OpenAI stated in the GPT-OSS documentation that these models should only be used with the Harmony response format; otherwise, they won’t work correctly. They’re trained on this specific format, only understand this, and only respond properly when use with harmony format. This raises a couple of questions:

What exactly does “won’t work properly” mean?
What is it about the Harmony response format that makes the model behave correctly?
How heavily are these models trained on the Harmony format, such that they shift from being raw next-token predictors to behaving like structured conversational models?

And if we skip Harmony, does that basically reduce the model to raw completion mode? If so, how well can it still predict the next token?

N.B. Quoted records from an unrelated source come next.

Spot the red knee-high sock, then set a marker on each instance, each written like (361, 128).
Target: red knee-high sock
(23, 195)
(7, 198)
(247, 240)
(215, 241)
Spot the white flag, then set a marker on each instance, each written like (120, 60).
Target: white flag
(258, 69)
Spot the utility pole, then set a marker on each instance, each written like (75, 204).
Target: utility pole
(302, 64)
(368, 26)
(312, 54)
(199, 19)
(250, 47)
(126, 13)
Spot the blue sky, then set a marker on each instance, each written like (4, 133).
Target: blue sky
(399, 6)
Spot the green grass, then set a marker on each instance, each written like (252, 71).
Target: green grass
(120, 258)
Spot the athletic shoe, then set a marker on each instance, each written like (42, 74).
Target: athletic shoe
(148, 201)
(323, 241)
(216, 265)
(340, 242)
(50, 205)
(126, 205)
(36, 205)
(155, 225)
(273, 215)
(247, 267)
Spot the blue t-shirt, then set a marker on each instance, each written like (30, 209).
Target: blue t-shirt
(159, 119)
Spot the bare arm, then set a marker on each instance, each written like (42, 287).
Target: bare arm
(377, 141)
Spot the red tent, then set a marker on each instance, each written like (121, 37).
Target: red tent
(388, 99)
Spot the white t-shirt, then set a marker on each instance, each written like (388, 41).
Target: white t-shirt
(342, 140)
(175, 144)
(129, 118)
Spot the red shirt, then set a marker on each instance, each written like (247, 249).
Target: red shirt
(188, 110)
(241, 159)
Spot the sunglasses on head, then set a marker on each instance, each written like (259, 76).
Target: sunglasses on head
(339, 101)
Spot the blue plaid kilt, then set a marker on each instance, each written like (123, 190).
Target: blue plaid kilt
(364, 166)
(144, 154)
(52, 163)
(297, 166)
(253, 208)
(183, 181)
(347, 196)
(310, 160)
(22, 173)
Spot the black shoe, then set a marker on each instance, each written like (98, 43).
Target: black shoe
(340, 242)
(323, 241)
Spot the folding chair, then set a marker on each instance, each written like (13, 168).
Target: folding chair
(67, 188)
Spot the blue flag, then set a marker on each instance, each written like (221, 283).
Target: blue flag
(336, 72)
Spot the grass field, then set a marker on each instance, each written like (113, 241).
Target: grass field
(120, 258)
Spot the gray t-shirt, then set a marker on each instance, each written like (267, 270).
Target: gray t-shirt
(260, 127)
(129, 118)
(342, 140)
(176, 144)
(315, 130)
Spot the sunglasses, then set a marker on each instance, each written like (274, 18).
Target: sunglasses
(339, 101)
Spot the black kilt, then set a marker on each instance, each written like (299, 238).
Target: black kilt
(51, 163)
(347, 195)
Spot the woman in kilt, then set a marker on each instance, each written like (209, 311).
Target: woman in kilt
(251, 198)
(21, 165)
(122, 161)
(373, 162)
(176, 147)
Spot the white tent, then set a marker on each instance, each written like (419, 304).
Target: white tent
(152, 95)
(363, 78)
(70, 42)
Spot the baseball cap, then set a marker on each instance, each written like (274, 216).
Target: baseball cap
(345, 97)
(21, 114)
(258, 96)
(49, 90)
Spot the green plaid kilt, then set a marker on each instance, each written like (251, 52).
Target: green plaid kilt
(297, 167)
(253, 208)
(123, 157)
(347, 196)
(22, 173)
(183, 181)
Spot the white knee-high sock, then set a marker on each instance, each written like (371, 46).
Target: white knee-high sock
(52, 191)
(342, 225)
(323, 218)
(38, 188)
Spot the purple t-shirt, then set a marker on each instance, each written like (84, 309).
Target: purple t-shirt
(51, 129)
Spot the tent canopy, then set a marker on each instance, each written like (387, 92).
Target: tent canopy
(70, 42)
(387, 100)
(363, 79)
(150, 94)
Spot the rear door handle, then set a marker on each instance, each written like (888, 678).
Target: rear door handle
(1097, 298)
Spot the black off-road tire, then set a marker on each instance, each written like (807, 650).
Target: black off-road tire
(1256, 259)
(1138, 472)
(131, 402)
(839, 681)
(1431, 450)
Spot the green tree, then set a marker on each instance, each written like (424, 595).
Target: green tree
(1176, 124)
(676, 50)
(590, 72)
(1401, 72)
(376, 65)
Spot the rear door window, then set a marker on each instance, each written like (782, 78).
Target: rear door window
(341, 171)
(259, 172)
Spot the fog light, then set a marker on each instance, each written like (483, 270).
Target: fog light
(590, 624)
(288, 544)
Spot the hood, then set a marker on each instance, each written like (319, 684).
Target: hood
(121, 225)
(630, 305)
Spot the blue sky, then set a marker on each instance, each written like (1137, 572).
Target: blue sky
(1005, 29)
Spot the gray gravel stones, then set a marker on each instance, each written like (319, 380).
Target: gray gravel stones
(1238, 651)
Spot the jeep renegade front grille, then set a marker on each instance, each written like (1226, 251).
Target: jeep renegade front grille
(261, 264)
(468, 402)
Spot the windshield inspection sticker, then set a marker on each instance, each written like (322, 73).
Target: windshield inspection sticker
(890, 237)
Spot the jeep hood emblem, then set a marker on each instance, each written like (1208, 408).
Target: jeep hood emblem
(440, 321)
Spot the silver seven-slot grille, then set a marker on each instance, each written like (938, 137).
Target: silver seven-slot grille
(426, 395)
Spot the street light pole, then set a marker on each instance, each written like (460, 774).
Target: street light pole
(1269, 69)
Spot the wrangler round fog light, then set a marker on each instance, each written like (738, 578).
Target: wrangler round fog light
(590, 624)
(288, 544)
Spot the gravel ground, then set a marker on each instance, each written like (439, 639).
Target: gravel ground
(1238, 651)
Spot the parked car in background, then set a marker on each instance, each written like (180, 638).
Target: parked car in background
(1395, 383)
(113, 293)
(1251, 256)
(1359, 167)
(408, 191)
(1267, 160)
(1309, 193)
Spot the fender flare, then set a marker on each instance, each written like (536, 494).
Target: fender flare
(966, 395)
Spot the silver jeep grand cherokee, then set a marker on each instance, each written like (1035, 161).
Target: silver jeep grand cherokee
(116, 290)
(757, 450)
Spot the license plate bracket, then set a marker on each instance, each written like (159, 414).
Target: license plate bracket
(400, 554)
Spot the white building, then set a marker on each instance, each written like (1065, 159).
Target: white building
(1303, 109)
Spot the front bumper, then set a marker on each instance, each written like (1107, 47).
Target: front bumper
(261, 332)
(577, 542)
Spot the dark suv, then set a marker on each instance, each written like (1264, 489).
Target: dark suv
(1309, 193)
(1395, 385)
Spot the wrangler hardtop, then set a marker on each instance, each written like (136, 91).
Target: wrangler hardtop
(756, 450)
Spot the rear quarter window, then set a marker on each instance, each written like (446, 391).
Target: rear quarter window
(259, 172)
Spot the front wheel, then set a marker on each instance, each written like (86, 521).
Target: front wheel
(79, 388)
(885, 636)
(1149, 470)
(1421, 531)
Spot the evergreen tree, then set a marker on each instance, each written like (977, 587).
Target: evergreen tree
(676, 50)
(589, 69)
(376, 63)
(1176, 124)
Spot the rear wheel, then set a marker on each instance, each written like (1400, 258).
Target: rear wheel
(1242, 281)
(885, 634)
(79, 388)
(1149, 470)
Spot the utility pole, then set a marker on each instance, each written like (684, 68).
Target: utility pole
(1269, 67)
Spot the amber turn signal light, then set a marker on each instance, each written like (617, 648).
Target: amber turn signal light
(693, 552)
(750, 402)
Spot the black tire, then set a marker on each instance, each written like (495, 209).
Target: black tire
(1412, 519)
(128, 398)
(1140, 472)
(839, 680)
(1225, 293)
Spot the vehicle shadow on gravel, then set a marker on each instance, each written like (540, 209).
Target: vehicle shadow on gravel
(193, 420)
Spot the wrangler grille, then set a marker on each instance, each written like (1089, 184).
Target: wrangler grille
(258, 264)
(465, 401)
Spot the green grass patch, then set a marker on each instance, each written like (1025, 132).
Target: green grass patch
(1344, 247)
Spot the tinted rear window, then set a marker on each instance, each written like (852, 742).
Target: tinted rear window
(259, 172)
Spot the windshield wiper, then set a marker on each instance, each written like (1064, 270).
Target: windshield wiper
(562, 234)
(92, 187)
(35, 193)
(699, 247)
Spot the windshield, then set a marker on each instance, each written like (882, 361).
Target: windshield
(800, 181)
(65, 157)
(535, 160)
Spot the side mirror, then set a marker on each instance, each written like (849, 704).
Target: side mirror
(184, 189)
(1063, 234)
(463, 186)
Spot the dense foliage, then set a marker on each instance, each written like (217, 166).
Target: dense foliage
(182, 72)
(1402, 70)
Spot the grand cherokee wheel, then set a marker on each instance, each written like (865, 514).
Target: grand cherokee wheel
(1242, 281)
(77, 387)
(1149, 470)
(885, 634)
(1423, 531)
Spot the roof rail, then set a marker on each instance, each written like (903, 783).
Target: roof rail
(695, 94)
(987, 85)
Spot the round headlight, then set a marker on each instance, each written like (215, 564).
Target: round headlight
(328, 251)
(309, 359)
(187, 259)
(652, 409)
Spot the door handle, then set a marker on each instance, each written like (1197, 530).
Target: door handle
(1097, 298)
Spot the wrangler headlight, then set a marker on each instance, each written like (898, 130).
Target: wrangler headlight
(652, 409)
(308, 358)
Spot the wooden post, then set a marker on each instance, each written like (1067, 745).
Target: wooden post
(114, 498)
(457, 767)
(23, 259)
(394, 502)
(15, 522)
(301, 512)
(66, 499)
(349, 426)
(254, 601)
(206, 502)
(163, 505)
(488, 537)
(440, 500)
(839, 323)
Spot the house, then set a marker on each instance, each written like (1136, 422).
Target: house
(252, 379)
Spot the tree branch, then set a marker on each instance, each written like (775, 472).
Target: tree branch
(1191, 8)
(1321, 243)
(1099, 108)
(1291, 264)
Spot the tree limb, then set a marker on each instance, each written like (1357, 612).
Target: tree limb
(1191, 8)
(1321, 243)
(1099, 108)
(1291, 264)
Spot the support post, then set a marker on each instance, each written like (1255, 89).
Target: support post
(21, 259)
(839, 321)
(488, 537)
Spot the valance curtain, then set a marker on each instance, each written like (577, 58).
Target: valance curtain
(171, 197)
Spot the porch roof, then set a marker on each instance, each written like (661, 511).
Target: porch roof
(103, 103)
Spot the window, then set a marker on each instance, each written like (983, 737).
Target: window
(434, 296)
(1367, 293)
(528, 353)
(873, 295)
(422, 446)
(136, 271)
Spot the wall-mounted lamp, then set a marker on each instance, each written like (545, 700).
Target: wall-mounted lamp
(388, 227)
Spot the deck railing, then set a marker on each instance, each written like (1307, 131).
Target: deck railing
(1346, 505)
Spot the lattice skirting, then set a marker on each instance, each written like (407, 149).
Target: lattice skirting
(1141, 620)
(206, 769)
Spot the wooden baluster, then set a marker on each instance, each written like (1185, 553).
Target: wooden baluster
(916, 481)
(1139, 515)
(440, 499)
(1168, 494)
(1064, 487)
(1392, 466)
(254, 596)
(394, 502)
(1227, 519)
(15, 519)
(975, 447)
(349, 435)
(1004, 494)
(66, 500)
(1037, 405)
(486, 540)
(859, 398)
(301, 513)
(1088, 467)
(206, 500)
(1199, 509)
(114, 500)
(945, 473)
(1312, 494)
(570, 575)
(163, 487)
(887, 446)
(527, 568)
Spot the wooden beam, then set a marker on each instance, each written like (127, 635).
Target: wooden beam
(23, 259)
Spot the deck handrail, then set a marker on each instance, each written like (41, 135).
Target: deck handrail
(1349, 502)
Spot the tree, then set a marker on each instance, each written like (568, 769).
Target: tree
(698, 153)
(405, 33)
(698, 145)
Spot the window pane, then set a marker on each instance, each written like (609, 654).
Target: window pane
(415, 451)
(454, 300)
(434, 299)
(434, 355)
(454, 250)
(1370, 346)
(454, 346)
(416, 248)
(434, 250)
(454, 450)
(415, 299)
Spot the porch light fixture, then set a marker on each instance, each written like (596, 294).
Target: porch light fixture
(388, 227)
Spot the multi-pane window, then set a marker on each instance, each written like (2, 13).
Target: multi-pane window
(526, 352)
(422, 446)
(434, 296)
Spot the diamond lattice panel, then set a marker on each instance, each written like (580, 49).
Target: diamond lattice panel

Jack Morris, in one of his tweets, generated about 10M responses from GPT-OSS-20B, most likely without using the Harmony protocol. He ran some analysis and claimed the model shows a strong bias towards math and code. In fact, for many general prompts, it tends to drift back into math or programming responses. This could suggest that the model (and maybe even GPT-OSS-120B) was trained heavily on math/code domains or benchmarks. He also argued that by generating this kind of large scale responses, we can get a rough glimpse into the underlying training data of the model.

In this blog, we’ll try to replicate and verify Morris’s findings, and, in the process, maybe we’ll get closer to answering the questions raised above.

For this experiment, I’m using Ollama to run GPT-OSS-20B locally. We’ll be using the model without the Harmony format, just to see how it behaves in plain mode. The assumption here is simple: if we don’t use Harmony, the model falls back into being a typical completion model, just predicting the next token without any structured conversation format.

The hypothesis is: if we give it a single word, or even an empty prompt, in what “direction” does it start predicting the next token?

Null hypothesis (H₀): when given a general one-word prompt, the model does not consistently continue in the same direction.
Alternative hypothesis (H₁): when given a general one-word prompt, the model does predict the next token in the same direction.

By “same direction” we mean, if we prompt with something like “quantum mechanics,” the model’s next predicted tokens stay in that domain, e.g., quantum mechanics, physics, scientific concepts.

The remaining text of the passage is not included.